Solved – the equivalent of the complexity parameter ( rpart in R ) in python for regression trees (sklearn)

pythonrrpart

The complexity parameter decides when to stop splitting. what is its equivalent in python. As decreasing the cp tends to increase the accuracy in the prediction, so is there a similar parameter in python ?

Best Answer

First, we need to understand what complexity is in the context of rpart implementation of the CART algorithm (Classification and Regression Trees). It is a way to evaluate the quality of a potential split when growing your tree, or more specifically, it is the amount by which splitting that node would decrease the relative error.

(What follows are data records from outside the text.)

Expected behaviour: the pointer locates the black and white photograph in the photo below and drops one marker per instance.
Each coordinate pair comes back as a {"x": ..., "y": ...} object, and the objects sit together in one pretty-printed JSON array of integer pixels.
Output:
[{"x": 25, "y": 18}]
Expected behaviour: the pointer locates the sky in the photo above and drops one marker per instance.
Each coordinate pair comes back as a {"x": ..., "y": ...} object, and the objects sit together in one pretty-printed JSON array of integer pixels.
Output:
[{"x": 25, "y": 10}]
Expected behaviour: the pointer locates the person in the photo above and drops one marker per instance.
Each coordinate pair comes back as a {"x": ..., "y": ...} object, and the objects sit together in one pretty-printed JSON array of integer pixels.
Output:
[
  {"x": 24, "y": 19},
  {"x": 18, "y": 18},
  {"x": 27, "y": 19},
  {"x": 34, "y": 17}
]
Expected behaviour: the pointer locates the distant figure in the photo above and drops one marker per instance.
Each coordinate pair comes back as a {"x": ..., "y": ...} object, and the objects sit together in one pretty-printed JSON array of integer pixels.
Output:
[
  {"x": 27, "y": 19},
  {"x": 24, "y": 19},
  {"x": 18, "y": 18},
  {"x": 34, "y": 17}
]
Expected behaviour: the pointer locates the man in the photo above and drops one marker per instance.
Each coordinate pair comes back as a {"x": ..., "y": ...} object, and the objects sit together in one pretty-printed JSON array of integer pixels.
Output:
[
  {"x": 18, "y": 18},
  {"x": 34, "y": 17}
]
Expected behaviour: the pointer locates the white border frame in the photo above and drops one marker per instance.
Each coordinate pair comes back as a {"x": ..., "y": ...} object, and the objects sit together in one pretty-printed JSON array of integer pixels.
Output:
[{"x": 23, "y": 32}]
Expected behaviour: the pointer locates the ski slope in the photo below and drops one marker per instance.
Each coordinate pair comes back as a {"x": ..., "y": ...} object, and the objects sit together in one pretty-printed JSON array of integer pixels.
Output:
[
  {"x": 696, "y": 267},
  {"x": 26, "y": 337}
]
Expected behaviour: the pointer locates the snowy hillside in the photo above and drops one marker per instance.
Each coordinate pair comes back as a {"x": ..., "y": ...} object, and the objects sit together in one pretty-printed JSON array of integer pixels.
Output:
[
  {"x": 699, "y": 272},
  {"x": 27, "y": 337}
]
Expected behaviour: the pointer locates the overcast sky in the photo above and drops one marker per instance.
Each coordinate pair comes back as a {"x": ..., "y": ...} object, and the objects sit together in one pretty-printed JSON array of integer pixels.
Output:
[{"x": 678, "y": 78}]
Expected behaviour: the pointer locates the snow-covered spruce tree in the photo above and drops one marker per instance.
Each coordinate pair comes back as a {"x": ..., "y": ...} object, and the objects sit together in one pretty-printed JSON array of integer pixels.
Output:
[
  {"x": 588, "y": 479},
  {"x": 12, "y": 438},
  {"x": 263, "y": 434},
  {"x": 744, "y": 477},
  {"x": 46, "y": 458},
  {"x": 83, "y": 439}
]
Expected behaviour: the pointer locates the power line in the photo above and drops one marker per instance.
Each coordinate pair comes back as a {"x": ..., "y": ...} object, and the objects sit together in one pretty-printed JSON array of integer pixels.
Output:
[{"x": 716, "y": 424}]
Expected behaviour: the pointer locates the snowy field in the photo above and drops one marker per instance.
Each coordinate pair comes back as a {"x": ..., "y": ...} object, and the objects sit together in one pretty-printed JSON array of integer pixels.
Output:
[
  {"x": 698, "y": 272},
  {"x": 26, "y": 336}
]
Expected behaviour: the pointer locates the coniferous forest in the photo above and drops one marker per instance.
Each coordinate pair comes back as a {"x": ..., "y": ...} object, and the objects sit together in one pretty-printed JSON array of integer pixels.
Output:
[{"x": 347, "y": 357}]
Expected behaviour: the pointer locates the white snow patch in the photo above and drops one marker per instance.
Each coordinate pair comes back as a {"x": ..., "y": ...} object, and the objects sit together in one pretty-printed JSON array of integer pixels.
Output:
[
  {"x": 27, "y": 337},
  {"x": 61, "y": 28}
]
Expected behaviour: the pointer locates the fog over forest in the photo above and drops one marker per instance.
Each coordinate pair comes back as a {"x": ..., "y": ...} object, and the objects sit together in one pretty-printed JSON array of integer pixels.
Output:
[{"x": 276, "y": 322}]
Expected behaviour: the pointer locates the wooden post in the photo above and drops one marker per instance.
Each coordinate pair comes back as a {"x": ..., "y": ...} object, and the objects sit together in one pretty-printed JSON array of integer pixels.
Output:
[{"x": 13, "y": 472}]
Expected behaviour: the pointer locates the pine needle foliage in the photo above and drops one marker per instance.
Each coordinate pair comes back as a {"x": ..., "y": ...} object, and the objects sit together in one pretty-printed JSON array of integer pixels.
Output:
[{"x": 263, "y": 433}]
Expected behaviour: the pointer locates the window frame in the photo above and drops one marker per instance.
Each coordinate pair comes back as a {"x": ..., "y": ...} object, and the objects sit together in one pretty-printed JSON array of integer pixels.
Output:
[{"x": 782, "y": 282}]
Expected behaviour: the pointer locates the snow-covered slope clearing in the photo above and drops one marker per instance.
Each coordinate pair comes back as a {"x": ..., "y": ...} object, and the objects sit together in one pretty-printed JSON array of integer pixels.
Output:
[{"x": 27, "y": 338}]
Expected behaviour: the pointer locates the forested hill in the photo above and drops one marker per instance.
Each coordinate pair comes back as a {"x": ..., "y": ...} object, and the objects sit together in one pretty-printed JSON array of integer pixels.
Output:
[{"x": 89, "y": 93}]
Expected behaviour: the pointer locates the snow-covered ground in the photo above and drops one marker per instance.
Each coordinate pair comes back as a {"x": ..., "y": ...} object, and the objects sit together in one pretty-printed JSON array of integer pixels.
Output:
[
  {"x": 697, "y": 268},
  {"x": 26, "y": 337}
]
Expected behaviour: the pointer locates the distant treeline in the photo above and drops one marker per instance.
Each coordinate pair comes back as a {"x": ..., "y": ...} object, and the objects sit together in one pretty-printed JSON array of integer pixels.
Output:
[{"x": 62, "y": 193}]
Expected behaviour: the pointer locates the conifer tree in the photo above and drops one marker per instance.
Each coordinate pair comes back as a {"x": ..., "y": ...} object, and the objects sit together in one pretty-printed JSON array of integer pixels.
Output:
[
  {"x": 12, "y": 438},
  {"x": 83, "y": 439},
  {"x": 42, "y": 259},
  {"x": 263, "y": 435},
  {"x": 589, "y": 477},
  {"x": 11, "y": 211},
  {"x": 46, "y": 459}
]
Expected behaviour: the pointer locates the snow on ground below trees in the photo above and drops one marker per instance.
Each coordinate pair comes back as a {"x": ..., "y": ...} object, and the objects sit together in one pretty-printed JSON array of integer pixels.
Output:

There are other ways of evaluating split quality (gain ratio, gini index, etc.), but rpart uses complexity.

If you take a look a look at the sklearn documentation, complexity doesn't get mentioned in the possible values for the "criterion" parameter. Instead, you have the option of choosing "gini" for gini index and "entropy" for gain ratio.

Long story short, there is no direct equivalent, as that specific criterion isn't mentioned.

Also, a word of warning about your statement that "decreasing the cp tends to increase the accuracy in the prediction," you need to be careful with that. By decreasing cp, you are essentially making splitting easier, regardless of whether or not a split makes sense in any generalizable way. You are more likely over fitting your model. I would highly suggest doing out of sample validation on your models to find the sweet spot for your tuning parameters.